I'll meet for beers & wings & gear-talk, get a bit drunk, catch a cab, pay the babysitter & still have a few bucks in my pocket.


Sent from my other brain.


----------



## jdto (Sep 30, 2015)

Yeah, I'd love to see him, too. But at those prices, I'll be watching YouTube, instead.


----------



## Guncho (Jun 16, 2015)

I think you guys are looking at the Platinum prices.

Normal ticket prices are $99 to $179.


----------



## keithb7 (Dec 28, 2006)

Guncho said:


> I think you guys are looking at the Platinum prices.
> 
> Normal ticket prices are $99 to $179.


 Yes, to get you in the door and be sitting a ways away.
I'm not into sitting 30 rows back. To me that a $75 or less, ticket. I have to drive 6.5 hours to Calgary for 
seat that far back? I'm not into it. $125 row 3, I'd leave tomorrow for the drive.


----------



## Guitar101 (Jan 19, 2011)

I watched a program the other day about the (new) scalpers using bots to grab up a bunch of tickets and re-sell at ridiculous prices. These guys can't be that bright and surely someone can up with a way to beat them at their own game. "B o t B u s t e r s" unite.


----------



## jdto (Sep 30, 2015)

Guitar101 said:


> I watched a program the other day about the (new) scalpers using bots to grab up a bunch of tickets and re-sell at ridiculous prices. These guys can't be that bright and surely someone can up with a way to beat them at their own game. "B o t B u s t e r s" unite.


I'm done with that. Face value or I don't go. If we buy them, they'll keep doing it.

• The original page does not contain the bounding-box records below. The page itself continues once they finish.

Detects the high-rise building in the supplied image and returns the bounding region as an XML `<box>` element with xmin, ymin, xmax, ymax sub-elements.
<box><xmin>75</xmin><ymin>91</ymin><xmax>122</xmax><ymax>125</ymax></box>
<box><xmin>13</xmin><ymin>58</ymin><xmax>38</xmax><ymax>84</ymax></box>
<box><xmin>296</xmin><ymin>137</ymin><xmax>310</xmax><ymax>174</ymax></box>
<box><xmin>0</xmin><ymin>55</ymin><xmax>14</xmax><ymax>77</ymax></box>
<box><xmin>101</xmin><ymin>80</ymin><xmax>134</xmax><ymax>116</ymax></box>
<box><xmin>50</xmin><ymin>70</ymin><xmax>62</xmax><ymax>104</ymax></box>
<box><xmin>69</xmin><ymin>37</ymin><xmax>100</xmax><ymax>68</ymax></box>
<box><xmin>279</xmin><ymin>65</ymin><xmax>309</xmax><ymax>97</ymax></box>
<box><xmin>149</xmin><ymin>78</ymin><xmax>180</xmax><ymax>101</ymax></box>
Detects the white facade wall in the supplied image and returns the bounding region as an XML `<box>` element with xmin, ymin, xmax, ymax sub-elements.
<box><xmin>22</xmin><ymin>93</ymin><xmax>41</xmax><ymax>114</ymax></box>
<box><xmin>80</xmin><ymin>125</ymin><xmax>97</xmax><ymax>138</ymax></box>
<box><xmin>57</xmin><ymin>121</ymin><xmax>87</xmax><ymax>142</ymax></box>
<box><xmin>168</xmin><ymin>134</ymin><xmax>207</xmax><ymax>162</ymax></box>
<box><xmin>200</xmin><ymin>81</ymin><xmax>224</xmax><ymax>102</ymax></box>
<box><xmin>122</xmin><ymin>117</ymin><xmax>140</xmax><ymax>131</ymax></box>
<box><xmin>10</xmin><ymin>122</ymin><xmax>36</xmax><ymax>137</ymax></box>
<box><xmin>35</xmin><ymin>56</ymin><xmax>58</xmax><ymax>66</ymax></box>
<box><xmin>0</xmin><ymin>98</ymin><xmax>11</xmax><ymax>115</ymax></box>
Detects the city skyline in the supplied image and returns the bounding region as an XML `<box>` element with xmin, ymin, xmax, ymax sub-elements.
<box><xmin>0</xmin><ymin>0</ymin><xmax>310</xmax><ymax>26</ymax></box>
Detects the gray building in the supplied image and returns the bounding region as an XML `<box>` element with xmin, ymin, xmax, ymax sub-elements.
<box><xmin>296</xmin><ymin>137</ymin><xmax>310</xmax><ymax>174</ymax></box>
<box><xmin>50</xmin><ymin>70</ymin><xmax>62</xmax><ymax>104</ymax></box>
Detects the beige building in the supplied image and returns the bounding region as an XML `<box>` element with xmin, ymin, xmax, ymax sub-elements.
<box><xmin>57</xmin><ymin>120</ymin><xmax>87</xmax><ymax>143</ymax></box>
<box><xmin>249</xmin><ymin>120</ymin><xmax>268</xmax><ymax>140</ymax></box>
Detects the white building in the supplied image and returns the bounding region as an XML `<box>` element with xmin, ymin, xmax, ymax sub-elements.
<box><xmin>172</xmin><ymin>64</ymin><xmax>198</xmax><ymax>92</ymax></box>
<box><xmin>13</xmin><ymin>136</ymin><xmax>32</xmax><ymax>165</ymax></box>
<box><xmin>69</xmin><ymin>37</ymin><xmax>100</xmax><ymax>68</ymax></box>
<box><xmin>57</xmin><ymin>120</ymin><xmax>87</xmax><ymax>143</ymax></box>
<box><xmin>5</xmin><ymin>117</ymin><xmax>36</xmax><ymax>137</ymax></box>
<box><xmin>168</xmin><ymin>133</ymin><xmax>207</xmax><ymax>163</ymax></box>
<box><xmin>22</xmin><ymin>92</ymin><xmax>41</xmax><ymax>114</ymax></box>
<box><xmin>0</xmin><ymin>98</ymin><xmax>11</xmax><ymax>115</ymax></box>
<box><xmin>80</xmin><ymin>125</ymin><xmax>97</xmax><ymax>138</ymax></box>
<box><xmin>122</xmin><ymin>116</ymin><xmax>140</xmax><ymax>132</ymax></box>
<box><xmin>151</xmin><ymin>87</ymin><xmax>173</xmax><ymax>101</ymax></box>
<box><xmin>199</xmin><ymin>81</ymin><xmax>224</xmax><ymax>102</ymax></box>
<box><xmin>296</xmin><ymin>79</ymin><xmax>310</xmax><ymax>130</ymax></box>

Same thing for ScamHub.


----------



## GuitarsCanada (Dec 30, 2005)

$100 plus is getting out of line for an act like that. I saw BB King numerous times, Steve Vai numerous times, Joe Satriani numerous times Johnny Winter and Buddy Guy several times and even the bombastic Malmsteen a few times and never paid close too that. I will skip it


----------



## Scotty (Jan 30, 2013)

Disappointed in prices. I'm not paying that as much as I love his playing

Too elitist


----------



## Scotty (Jan 30, 2013)

Guncho said:


> I think you guys are looking at the Platinum prices.
> 
> Normal ticket prices are $99 to $179.


Nope, all gone
Starts at $375 now
Eff that


----------



## Boogieman (Apr 6, 2009)

He is scheduled to play on 20th November at the Montreal Bell Centre. As of now, the top seats ($201) are all gone, $175 floor seats are still available.


----------



## Robboman (Oct 14, 2006)

I came into this thread just now. Having seen the ticket prices, I expected discussion to be all about that. 

Yeah, I'm out too. Ridiculous! 

Good for Joe, and it's nice to see that in 2017 it's still possible for a guy to make it this big playing blues with vintage guitars and amps.

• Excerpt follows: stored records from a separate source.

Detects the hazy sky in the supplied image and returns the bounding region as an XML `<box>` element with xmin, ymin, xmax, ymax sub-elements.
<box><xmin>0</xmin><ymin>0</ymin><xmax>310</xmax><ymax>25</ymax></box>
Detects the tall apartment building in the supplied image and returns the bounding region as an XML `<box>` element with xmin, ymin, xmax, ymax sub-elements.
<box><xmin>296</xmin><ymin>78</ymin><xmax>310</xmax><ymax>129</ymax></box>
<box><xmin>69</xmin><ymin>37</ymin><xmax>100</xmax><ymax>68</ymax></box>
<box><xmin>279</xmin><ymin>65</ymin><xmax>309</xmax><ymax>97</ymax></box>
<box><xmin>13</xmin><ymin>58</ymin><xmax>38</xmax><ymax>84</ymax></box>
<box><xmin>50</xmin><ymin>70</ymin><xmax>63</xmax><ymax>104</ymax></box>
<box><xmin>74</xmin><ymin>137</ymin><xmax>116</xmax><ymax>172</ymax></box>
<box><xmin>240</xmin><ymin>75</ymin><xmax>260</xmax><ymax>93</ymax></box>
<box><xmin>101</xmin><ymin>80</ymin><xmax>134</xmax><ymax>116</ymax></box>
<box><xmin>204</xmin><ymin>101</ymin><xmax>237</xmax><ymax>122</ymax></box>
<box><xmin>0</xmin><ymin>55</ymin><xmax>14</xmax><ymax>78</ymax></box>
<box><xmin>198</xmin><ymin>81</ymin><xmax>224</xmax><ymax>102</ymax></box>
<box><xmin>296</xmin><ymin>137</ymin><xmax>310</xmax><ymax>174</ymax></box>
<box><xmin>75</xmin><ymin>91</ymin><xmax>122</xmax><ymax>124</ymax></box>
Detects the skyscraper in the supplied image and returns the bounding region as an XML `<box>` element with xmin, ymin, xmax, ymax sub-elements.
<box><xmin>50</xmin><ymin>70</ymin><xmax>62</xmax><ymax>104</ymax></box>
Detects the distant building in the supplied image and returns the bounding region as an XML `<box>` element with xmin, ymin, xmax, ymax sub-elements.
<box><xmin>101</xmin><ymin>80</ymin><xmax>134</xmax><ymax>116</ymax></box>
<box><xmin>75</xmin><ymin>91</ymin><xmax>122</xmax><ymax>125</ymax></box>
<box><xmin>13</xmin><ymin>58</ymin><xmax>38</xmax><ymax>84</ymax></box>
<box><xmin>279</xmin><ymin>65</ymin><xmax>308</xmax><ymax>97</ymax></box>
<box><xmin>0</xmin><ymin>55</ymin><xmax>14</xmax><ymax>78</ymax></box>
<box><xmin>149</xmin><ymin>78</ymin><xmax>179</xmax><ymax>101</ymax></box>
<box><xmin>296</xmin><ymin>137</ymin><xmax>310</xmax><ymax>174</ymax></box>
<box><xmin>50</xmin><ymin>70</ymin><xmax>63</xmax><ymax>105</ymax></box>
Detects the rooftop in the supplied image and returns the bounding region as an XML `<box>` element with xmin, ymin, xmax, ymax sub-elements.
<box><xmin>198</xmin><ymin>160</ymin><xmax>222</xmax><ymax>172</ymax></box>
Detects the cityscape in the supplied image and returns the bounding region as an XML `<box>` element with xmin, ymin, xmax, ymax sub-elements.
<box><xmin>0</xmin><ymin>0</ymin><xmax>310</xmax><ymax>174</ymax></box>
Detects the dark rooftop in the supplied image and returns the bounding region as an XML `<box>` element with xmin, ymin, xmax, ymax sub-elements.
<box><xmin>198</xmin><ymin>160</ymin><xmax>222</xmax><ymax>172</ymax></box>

But not at my expense. I'll watch him on Youtube.


----------



## Guitar101 (Jan 19, 2011)

Robboman said:


> I came into this thread just now. Having seen the ticket prices, I expected discussion to be all about that.
> 
> Yeah, I'm out too. Ridiculous!
> 
> ...


I agree with you about Joe. Too bad it's the middlemen that are really bumping up the ticket prices. I'm out also.


----------



## Roryfan (Apr 19, 2010)

Meh. Despite being very technically proficient, his playing has never moved me in the way that both of the Alberts do.

P.S. At those prices Joe can afford to hire a proper singer - FWIW that album with Beth Hart is about the only thing of his that I like.


----------



## BGood (Feb 20, 2015)

keithb7 said:


> You could hear a guy's watch beep 5 rows back at times.


Wow ... people still wear beeping watches in Vancouver ?


----------